Sous-vide Steak
I experimented with sous-vide market steaks. I cooked them to 126F (after vacuum sealing) in the thermal bath and then finished them with about 30 seconds on each side in a hot iron skillet. As usual the steaks were very juicy, but the lack of browning flavors was evident. The searing didn’t fix that.
Alternatives might be to sear the steaks first, change the time and temperature of the searing, or of course to give up and just do steaks the “old-fashioned” way.–David
Assaf replied:
What I do for steaks is the following:
I buy the entire steak (e.g . tenderloin for filet m.) and then clean the gristle which you must do for Sous Vide anyway as the temperature is not high enough to brown it and change the texture. I cut the meat into portioned steaks.
I do not discard the gristle. Instead, I fry the gristle in it’s own rendered fat in a pan on medium heat and let it brown. I pour a spoon or two of the fat and put some of the browned gristle with each steak I then proceed to vacuum.
March 30, 2008 at 9:29 am.
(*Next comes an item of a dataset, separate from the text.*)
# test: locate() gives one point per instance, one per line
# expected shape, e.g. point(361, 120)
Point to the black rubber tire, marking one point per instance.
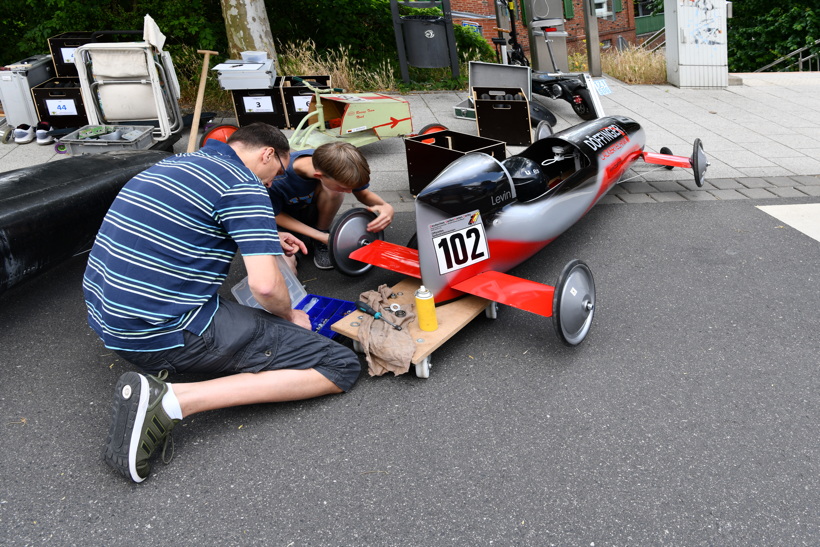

Permalink.
Gordon replied:
I’ve ’sous-vide’d steaks for a couple of years now. What I do is make marinade for my steaks, bring that up to temperature, add the steaks to that, seal whole thing and drop into the hot water bath. Takes about an hour to bring the meat up to 125 degrees. Apologies for an extremely inexact method.
However, I think the most important part is finishing the steaks over VERY hot coals. 30-60 sec sear on either side. If your coals are hot enough, you get your browning, flavor and perfectly medium rare steaks.
April 7, 2008 at 7:29 am. Permalink.